Dime si mi conducta no te agrada, y enséñame a vivir
como quieres que yo viva.
Salmos 139:23-24 TLA
Aquí, David expresa su búsqueda sincera de autoexamen ante Dios. Reconoce que Dios es el único capaz de penetrar profundamente en el corazón humano y revelar la verdadera condición de nuestra alma.
David anhela esta investigación divina porque comprende la importancia de tener un corazón puro ante Dios. Reconoce que el corazón humano es engañoso y que sólo Dios puede discernir las intenciones más íntimas y los pensamientos ocultos. “Engañoso es el corazón sobre todas las cosas, y desesperadamente corrompido; ¿Quién lo conocerá? (Jeremías 17:9)
Este grito de autoexamen debe resonar también en nuestros corazones. Como discípulos de Cristo, debemos estar constantemente dispuestos a permitir que Dios examine nuestros corazones, pensamientos y motivos. Esta búsqueda sincera de autoconocimiento nos permite identificar áreas de pecado, egoísmo y desobediencia en nuestra vida y nos lleva a buscar la transformación divina.
David entiende que la purificación es necesaria para poder disfrutar de una íntima comunión con el Señor. Anhela un corazón limpio, libre de pecado y alineado con la voluntad de Dios. David reconoce que solo siguiendo el camino eterno, el camino trazado por Dios, encontrará verdadero gozo, satisfacción y propósito en su vida. “Bienaventurados los de limpio corazón, porque ellos verán a Dios”. (Mateo 5:8)

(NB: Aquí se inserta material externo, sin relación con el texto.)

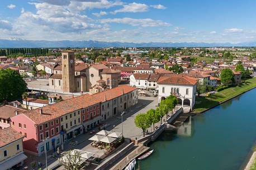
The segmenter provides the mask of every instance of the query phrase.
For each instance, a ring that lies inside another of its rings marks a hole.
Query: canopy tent
[[[105,136],[107,136],[109,134],[111,133],[112,132],[108,131],[108,130],[102,130],[96,133],[96,134],[98,134],[100,135],[105,135]]]
[[[113,132],[109,134],[107,136],[110,137],[118,138],[122,137],[122,133],[119,132]]]
[[[91,137],[91,138],[89,138],[89,140],[99,142],[103,138],[104,138],[104,136],[103,135],[99,135],[96,134],[94,136],[93,136],[92,137]]]
[[[104,143],[111,143],[116,140],[116,138],[109,137],[105,137],[104,138],[101,139],[99,141],[104,142]]]
[[[70,160],[69,160],[70,159],[69,156],[68,156],[67,155],[68,152],[65,152],[61,154],[63,154],[62,156],[62,160],[64,162],[69,162],[70,161]],[[75,162],[77,164],[81,164],[84,162],[86,161],[86,160],[90,158],[91,157],[92,157],[94,155],[94,153],[89,152],[86,152],[79,149],[74,149],[70,151],[70,156],[75,156],[75,154],[77,154],[79,153],[80,155],[80,158],[77,158],[77,159],[72,159],[71,161],[73,161],[74,162]]]

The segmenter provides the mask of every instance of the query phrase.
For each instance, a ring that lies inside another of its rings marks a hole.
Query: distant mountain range
[[[104,42],[98,41],[45,41],[26,40],[18,38],[0,40],[0,48],[20,47],[254,47],[255,42],[239,43],[205,43],[205,42],[145,42],[132,43],[120,42]]]

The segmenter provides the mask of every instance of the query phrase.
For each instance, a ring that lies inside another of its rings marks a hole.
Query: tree
[[[221,83],[224,85],[232,85],[234,81],[232,70],[229,69],[223,69],[220,74],[220,79],[221,80]]]
[[[23,99],[25,99],[26,100],[26,108],[29,109],[29,106],[27,105],[27,97],[29,96],[29,95],[26,92],[24,92],[22,94],[22,98]]]
[[[240,71],[241,74],[242,75],[242,78],[245,78],[246,75],[245,75],[245,70],[244,70],[244,66],[243,66],[241,62],[238,64],[235,67],[235,71]]]
[[[172,71],[173,72],[180,74],[183,72],[182,67],[179,66],[178,64],[173,65],[172,67],[169,68],[169,71]]]
[[[141,128],[143,132],[143,137],[145,137],[146,129],[150,127],[151,123],[149,115],[144,113],[140,113],[136,116],[134,119],[135,125]]]
[[[60,155],[59,162],[67,170],[79,170],[81,168],[81,154],[78,150],[67,151]]]
[[[159,122],[160,116],[156,113],[155,110],[153,109],[151,109],[150,110],[148,110],[146,112],[146,114],[149,116],[149,118],[151,120],[151,123],[153,125],[153,129],[155,130],[155,124]]]
[[[27,84],[17,71],[0,70],[0,101],[20,99],[26,88]]]
[[[202,83],[200,80],[197,81],[196,84],[196,92],[197,92],[198,97],[200,96],[201,94],[206,92],[206,81],[203,80]]]

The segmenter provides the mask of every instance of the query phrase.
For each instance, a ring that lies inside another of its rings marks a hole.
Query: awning
[[[3,163],[0,163],[0,169],[8,169],[27,158],[27,157],[23,153],[21,153],[16,156],[11,157],[11,159],[4,161]]]

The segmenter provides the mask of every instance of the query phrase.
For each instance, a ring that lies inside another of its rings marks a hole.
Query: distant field
[[[240,86],[230,88],[209,96],[197,98],[196,101],[201,101],[201,103],[196,104],[193,111],[202,112],[255,87],[256,87],[256,77],[246,80]]]

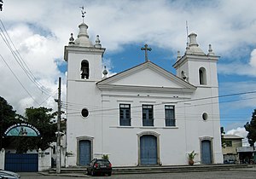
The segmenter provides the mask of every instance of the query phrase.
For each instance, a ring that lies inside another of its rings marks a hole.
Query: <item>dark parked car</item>
[[[108,159],[94,159],[90,161],[87,168],[87,174],[91,176],[96,175],[108,175],[112,174],[112,165]]]
[[[20,176],[19,174],[9,171],[9,170],[3,170],[0,169],[0,178],[4,179],[20,179]]]

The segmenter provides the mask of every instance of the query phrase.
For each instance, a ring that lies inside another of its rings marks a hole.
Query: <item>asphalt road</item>
[[[20,173],[21,179],[79,179],[74,176],[42,176],[38,173]],[[136,174],[136,175],[113,175],[112,176],[87,176],[83,178],[103,179],[254,179],[256,171],[227,170],[227,171],[206,171],[188,173],[162,173],[162,174]]]

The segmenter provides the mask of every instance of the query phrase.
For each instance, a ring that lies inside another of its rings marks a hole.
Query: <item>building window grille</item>
[[[131,105],[119,105],[119,123],[121,126],[131,126]]]
[[[176,126],[174,106],[165,106],[166,126]]]
[[[207,71],[204,67],[199,69],[199,83],[201,85],[207,84]]]
[[[153,105],[143,105],[143,125],[154,126]]]

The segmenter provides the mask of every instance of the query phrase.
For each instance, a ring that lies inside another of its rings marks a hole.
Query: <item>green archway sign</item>
[[[4,136],[40,136],[39,130],[26,123],[16,124],[9,128],[3,134]]]

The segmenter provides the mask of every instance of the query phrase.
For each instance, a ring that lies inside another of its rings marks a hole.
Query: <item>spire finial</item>
[[[148,48],[148,44],[145,44],[144,48],[143,47],[141,49],[142,50],[145,50],[145,61],[148,61],[148,50],[151,51],[152,49],[151,48]]]
[[[81,13],[82,13],[82,18],[83,18],[83,23],[84,23],[84,14],[86,14],[85,10],[84,10],[84,7],[79,7],[81,9]]]
[[[71,36],[71,37],[70,37],[70,38],[69,38],[69,43],[69,43],[69,44],[74,44],[74,42],[73,42],[74,39],[73,39],[73,33],[71,33],[70,36]]]
[[[212,49],[212,45],[209,44],[208,55],[214,55],[214,52]]]
[[[95,41],[95,45],[96,48],[102,48],[102,44],[101,44],[101,40],[100,40],[100,36],[96,35],[96,39]]]
[[[103,78],[108,78],[108,77],[107,77],[107,75],[108,75],[108,71],[107,71],[107,69],[106,69],[106,66],[104,66],[104,71],[102,72],[102,73],[103,73],[103,75],[104,75]]]

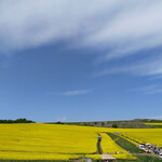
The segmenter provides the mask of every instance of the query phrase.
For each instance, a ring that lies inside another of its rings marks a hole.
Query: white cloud
[[[131,73],[133,76],[154,76],[154,79],[159,79],[162,75],[162,57],[149,57],[143,60],[134,62],[131,65],[110,67],[99,72],[95,72],[94,77],[103,77],[113,73]]]
[[[162,86],[159,84],[143,86],[138,89],[132,89],[130,92],[137,92],[143,95],[151,95],[151,94],[161,94],[162,93]]]
[[[72,48],[104,50],[98,59],[110,62],[161,46],[161,0],[1,0],[0,53],[66,41]],[[160,75],[162,64],[157,60],[94,76]]]
[[[76,96],[76,95],[85,95],[85,94],[87,94],[90,92],[91,92],[91,90],[75,90],[75,91],[62,92],[59,95],[63,95],[63,96]]]
[[[121,57],[162,44],[161,11],[160,0],[1,0],[0,49],[68,39],[69,45],[114,46],[106,57]]]

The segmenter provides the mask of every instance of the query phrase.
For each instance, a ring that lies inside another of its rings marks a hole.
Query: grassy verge
[[[112,133],[107,133],[114,141],[117,145],[119,145],[121,148],[123,148],[126,151],[130,151],[130,153],[141,153],[141,150],[139,150],[138,148],[136,148],[136,146],[132,143],[130,143],[129,140],[117,136]]]

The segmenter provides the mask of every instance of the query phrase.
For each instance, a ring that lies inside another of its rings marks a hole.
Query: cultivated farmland
[[[120,132],[138,140],[161,145],[160,129],[106,129],[62,124],[0,124],[0,160],[70,160],[97,154],[98,135],[103,153],[118,159],[134,159],[108,136]],[[147,137],[145,137],[147,135]],[[152,135],[157,135],[152,138]],[[144,139],[143,139],[144,138]]]

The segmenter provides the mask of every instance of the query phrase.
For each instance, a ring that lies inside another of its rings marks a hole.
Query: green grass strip
[[[144,152],[143,150],[139,150],[138,148],[136,148],[136,146],[132,143],[130,143],[129,140],[117,136],[112,133],[107,133],[114,141],[117,145],[119,145],[121,148],[123,148],[126,151],[130,151],[130,153],[141,153]]]

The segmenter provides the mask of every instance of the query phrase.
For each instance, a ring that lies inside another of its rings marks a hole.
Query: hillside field
[[[162,146],[161,129],[107,129],[62,124],[0,124],[0,160],[70,160],[97,154],[98,135],[103,153],[135,159],[107,133],[120,132],[137,140]],[[156,136],[156,138],[152,138]]]

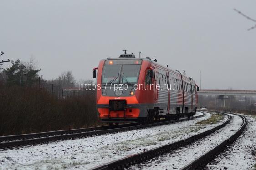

Nuestra búsqueda de un corazón puro y recto delante de Dios debe ser una búsqueda constante en nuestra vida. Debemos acercarnos a Dios con un corazón dispuesto a apartarnos de todo mal camino y ser transformados a la imagen de Cristo. La purificación es un proceso continuo en el que permitimos que Dios elimine todo lo que nos separa de Él y nos guíe por sus caminos de justicia y verdad.
La guía de Dios no solo nos lleva a nuestro destino final, sino que también nos sostiene en el camino. Incluso en medio de las adversidades e incertidumbres de la vida, podemos confiar en que Dios está con nosotros, dirigiéndonos y fortaleciéndonos. Nuestra búsqueda de intimidad con Él es un viaje continuo, y la guía divina es esencial para cada paso que damos.
Que nuestros corazones estén abiertos al sondeo del Espíritu Santo, que nuestras vidas sean purificadas por la sangre de Jesús, y que sigamos la dirección de nuestro Señor en todos los aspectos de nuestra existencia.